How many shops selling the same thing can you have in a limited area?

If supermarkets are anything to go by, a lot. There are convenience stores on every corner. But move beyond ‘food for today’ and are there any other retail sectors that do the same?

The area immediately to the north and east of Oxford Circus might seem to indicate that the answer is yes.

Starting on Mortimer Street, there’s the Evans Cycles flagship, which is mostly underground and providing wallets are deepish, has a wide range of branded bicycles.

A couple of streets away Halfords has just opened a Cycle Republic aimed at anybody who likes cycling with a major push on its Boardman range.
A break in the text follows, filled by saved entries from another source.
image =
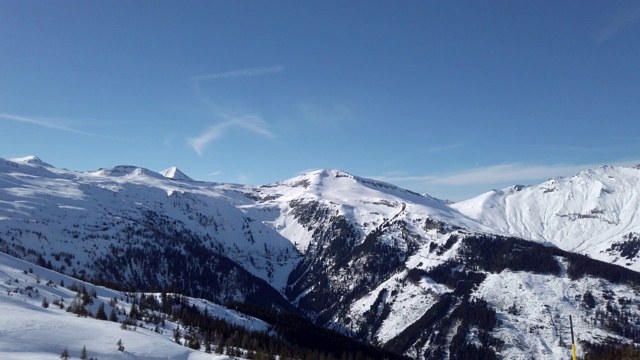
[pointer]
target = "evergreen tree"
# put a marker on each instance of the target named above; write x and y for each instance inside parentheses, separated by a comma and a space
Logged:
(112, 315)
(64, 355)
(100, 314)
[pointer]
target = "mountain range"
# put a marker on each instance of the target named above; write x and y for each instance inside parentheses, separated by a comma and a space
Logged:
(496, 276)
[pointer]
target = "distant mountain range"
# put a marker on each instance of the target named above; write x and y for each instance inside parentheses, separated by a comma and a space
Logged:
(496, 276)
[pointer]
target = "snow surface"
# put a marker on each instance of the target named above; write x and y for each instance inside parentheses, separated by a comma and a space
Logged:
(47, 208)
(29, 332)
(584, 213)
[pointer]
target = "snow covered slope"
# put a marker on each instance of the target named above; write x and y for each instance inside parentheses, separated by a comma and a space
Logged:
(175, 174)
(377, 262)
(30, 331)
(594, 212)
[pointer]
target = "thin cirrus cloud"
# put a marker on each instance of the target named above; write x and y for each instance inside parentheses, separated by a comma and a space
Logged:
(47, 124)
(497, 174)
(249, 72)
(249, 123)
(617, 24)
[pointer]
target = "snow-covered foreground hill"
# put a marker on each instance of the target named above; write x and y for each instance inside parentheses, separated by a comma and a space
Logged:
(31, 332)
(413, 274)
(595, 212)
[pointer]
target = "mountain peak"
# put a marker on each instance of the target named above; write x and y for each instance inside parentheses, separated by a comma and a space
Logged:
(175, 174)
(31, 160)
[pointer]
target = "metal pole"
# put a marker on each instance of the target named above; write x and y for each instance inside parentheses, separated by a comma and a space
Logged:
(573, 343)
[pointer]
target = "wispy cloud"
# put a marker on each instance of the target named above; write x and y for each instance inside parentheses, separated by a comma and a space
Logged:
(497, 174)
(249, 123)
(250, 72)
(617, 23)
(445, 147)
(49, 124)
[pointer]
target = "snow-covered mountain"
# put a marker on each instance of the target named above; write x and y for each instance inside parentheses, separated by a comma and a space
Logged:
(175, 174)
(594, 213)
(402, 270)
(32, 331)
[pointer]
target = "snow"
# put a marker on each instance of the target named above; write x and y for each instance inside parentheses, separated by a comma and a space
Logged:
(46, 209)
(175, 174)
(28, 331)
(584, 213)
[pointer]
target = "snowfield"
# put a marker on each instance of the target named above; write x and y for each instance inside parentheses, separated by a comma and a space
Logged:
(30, 332)
(353, 254)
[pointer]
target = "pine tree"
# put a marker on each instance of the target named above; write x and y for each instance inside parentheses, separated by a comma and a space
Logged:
(64, 355)
(100, 314)
(112, 315)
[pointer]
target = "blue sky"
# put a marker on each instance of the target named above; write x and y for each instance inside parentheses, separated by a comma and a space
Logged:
(450, 98)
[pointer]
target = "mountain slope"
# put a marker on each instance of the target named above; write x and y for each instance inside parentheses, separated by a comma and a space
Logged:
(382, 264)
(594, 212)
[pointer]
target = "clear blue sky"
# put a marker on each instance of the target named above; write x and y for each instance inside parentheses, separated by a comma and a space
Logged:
(450, 98)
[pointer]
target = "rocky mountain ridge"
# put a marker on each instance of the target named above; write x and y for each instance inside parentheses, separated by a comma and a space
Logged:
(380, 263)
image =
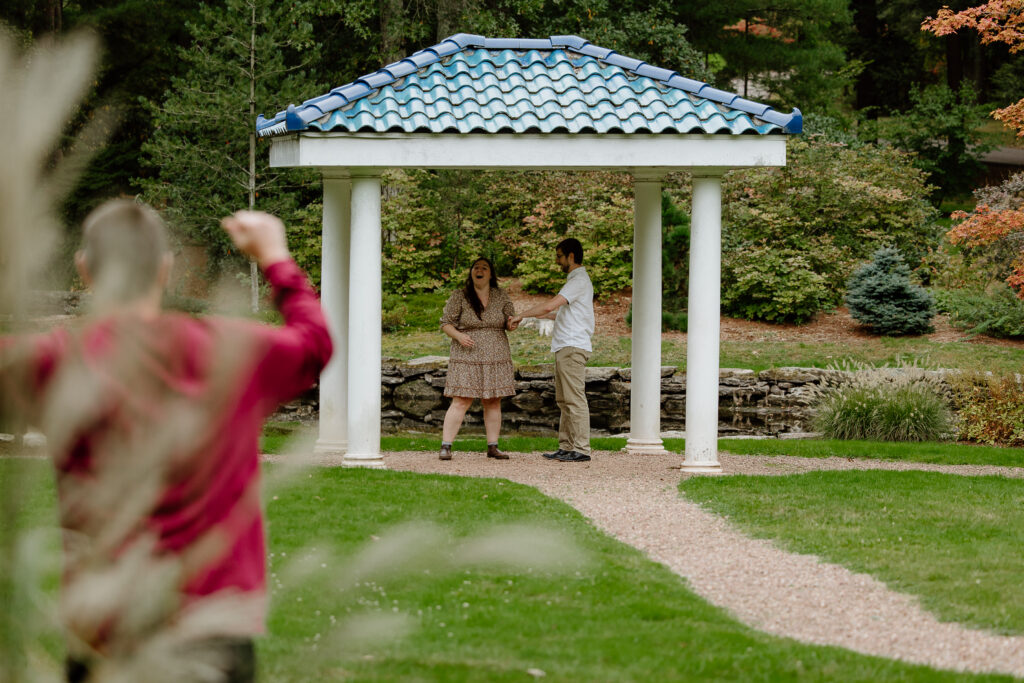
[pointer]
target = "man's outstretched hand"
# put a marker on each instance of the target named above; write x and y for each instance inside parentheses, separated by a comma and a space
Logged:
(258, 236)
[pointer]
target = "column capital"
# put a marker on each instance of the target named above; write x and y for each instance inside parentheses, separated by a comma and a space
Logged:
(710, 173)
(647, 175)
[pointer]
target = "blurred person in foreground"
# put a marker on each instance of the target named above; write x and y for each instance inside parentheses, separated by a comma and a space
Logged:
(153, 421)
(476, 317)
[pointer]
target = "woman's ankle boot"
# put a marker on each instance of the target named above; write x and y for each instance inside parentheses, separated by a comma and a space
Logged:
(493, 452)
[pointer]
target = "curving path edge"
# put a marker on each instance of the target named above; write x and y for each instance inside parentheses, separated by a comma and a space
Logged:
(634, 499)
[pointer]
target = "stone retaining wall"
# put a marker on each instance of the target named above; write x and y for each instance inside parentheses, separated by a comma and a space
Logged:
(766, 402)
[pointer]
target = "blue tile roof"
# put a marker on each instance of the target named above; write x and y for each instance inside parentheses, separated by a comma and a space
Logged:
(469, 84)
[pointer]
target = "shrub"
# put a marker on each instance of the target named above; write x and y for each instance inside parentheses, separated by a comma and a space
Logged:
(670, 321)
(675, 254)
(833, 205)
(996, 312)
(885, 404)
(991, 411)
(943, 129)
(883, 297)
(883, 414)
(774, 285)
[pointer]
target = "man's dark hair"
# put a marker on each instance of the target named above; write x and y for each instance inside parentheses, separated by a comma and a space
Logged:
(470, 291)
(571, 246)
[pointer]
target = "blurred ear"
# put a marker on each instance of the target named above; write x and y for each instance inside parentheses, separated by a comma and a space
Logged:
(83, 271)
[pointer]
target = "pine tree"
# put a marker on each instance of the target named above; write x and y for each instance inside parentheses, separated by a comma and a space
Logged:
(882, 296)
(247, 56)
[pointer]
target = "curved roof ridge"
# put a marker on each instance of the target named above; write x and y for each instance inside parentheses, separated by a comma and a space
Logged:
(297, 118)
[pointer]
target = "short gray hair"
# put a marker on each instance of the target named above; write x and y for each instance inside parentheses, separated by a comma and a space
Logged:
(123, 244)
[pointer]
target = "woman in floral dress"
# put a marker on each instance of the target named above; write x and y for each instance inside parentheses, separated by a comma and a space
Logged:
(480, 364)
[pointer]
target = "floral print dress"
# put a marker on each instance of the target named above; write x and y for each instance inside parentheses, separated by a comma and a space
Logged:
(485, 370)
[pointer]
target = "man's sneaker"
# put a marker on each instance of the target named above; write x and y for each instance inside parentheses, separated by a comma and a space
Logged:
(556, 455)
(573, 457)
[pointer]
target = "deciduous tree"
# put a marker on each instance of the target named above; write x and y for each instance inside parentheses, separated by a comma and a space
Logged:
(246, 56)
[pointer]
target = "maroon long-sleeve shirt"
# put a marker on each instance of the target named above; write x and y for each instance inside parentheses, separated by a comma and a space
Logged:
(184, 399)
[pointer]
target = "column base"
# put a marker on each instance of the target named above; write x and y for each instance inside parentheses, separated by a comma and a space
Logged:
(369, 461)
(645, 446)
(701, 468)
(328, 447)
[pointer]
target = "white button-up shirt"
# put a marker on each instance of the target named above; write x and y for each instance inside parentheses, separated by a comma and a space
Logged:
(574, 321)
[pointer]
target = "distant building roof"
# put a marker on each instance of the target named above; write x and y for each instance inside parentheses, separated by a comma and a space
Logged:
(562, 84)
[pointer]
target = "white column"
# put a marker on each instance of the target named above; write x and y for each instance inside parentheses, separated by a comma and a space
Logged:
(645, 382)
(365, 325)
(333, 440)
(702, 336)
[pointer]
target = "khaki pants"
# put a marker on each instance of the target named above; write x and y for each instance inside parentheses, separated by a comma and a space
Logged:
(570, 394)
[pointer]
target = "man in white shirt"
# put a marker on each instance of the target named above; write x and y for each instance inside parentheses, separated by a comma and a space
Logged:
(572, 310)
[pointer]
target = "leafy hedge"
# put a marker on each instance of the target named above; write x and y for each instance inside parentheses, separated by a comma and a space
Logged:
(997, 312)
(793, 236)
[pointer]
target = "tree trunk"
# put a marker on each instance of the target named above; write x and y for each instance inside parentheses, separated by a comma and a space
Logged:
(253, 269)
(865, 20)
(954, 60)
(391, 39)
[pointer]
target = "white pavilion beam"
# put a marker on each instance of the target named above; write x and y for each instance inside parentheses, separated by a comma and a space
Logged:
(333, 439)
(365, 324)
(704, 326)
(565, 152)
(645, 382)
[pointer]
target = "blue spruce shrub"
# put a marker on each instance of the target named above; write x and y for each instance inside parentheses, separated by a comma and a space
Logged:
(882, 297)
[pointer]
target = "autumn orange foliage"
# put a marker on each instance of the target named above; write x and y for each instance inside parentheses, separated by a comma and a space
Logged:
(995, 22)
(984, 226)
This one is also underground and does bear pretty close comparison with Evans, although it is likely to find favour with those for whom the bottom line matters.

Biomega

Biomega cycling store, London

For something a little more specialist, there is a Biomega store. This is an emporium stocking bikes from a Danish producer that uses designers from beyond the cycling world to create models that are white and unusual looking.

A little further along Great Portland Street is Velorution, a store for those who like ‘e-bikes’ (electric power-assisted bikes), among other things, and the origin of Biomega in the UK.

And if all of this is not enough, there’s a CycleSurgery bike shop on the same thoroughfare.

A niche for each

There are others in the locality and it is hard not to wonder how they all prosper. Yet speak to any of them and it appears there is a niche for each, in spite of the fact that they all ply the same commodity.

The other point is that with the exception of the Biomega store, to the uninformed they all look broadly similar.

Are there really so many different parts of the cycling universe that they can support so many shops in such a modest area?

The answer seems again to be yes and speaking to the same stores, they will all tell you what makes them different from their rivals and why they can support a business in the Great Portland Street area.

The trick of making a bicycle store work, it would appear, is to have something that others have, but to have just enough difference to breed loyalty.

Simple when put like that, but there must be precious few other parts of retail that operate in this manner (fashion doesn’t count, by the way, the product differences are greater).